Though the show acknowledged the 55-year-old actor's passing at that time, they kept the character alive with minimal references until they could write it in. Hendrickson reportedly shot himself after falling into a deep depression following the cancer death of his mother. So, inside of those well-cued tears from his fellow actors, I'm certain there was an identification in their performances that came from a space of authenticity. Art imitates life and vice versa.
Saying goodbye to Hal is more to me than a favorite character gone. I grew up with Hal because my late mother, Queen Elizabeth Riley, raised my siblings (another brother and a sister) and me up on CBS Soaps - "The Young & The Restless" (now hiply called "Y&R"); "Bold & The Beautiful"; "Guiding Light"; and "As The World Turns". You could set your clock and compass by where mom and the kids would be during the windows of time that these "stories" aired (comprehensively during the summer and whatever of the line-up was left once we got out of school.). We would get our after-school snack and watch excitedly alongside mom (on her bed or on the couch in the den). Or, sometimes if she was in her room laying down, we kids would watch from the den and yell back-and-forth on the high drama that may have unfolded on that given afternoon. Perhaps something Victor Newman did on "Y&R". Or did the "Forresters" accelerate the age of another character, making us wonder how Brooke, who just gave birth last year could be attending her child's medical school graduation one year later? Unbelievable, but we still watched tangibly - as if our lives depended on it. On big cliffhanger days (Friday), we might start out watching in separate rooms, but you could rest assured we'd end up watching together as the drama unfolded and then we'd sometimes sit in silence or awe as we were left to wait a weekend to witness the conundrum resolved or delayed (as the twists and turns would sometimes leave us hanging, even on Monday). The soaps brought us much joy and those characters were and are our family and friends. As siblings who couldn't be more different - most in particular, my brother and me, we - for sure - had a jones for this programming in common. And that sometimes kept peace in the house.

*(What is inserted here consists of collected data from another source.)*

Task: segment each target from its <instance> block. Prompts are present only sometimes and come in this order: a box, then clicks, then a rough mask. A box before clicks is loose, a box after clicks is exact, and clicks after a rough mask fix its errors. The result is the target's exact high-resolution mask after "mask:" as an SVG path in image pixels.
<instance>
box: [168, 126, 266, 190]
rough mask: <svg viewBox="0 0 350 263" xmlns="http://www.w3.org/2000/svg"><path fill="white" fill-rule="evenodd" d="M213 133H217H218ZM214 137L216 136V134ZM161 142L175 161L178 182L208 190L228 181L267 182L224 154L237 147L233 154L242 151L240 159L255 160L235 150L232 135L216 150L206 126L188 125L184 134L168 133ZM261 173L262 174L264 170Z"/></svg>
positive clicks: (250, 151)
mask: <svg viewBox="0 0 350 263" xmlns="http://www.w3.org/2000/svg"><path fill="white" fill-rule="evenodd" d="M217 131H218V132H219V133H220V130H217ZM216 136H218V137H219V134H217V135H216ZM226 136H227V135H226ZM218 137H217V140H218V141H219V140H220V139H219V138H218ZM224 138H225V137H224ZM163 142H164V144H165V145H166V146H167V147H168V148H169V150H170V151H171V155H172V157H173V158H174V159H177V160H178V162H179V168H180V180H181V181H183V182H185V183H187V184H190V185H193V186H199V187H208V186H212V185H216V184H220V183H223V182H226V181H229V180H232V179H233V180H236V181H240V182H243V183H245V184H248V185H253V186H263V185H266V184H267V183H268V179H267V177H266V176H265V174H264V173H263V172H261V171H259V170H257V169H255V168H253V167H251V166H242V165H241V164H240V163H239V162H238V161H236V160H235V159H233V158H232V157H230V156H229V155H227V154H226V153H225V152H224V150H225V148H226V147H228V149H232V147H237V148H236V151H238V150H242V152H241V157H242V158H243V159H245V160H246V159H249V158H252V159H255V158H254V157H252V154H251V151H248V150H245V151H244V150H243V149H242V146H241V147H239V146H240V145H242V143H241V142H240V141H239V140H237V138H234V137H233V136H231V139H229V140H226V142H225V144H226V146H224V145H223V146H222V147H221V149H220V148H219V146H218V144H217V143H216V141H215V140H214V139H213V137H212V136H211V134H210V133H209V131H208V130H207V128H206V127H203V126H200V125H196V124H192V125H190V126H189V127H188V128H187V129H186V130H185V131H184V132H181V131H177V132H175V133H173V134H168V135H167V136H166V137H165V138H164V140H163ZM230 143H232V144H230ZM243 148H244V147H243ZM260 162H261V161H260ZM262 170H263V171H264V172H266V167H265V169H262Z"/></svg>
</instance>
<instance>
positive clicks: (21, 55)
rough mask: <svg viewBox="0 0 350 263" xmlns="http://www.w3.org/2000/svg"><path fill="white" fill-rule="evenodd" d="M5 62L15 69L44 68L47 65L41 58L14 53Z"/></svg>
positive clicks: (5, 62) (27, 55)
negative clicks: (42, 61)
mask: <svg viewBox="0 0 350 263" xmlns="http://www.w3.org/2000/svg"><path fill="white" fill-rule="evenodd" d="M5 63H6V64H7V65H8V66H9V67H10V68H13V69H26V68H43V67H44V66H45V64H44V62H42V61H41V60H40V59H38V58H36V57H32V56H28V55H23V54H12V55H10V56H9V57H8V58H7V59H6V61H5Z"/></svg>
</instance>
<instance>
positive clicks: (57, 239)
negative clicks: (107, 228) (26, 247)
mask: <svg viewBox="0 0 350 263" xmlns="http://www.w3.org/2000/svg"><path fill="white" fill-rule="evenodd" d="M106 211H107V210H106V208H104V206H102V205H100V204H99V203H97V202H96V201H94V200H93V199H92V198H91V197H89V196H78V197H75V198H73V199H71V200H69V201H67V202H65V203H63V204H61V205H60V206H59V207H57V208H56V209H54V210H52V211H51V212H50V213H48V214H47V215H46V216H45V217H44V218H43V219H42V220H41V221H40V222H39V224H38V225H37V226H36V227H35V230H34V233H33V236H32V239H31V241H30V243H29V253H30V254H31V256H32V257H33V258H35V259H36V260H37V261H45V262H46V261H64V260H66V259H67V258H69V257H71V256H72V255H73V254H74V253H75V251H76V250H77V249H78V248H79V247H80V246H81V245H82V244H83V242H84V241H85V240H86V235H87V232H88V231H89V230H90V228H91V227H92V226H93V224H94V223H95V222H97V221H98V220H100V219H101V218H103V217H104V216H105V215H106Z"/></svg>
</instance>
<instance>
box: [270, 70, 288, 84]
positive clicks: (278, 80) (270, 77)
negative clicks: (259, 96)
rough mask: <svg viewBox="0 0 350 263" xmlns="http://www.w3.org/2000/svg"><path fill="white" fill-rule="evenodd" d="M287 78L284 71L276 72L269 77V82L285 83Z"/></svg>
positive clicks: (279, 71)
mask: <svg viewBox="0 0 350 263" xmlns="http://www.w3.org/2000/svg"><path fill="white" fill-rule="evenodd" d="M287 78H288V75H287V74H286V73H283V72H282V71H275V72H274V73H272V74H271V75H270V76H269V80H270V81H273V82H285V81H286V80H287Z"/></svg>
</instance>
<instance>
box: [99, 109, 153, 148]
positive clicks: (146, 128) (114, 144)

And here inside of our adult years, my siblings and I are less likely to be a daily, captive audience to "As The World Turns" or any of the soaps as we have matured and now lead busy lives - hundreds of miles away from each other. But a whoppingly empty and blue twelve years since our mom, the ringleader, passed away, we still check in with the "stories" and then with each other for updates (soap opera's first on the catch up agenda. then, if there's time, we might catch up on our real lives).
REST IN PEACE, BENJAMIN HENDRICKSON.
REST IN PEACE, HAL MUNSON.
REST IN PEACE, QUEEN ELIZABETH RILEY (MOM).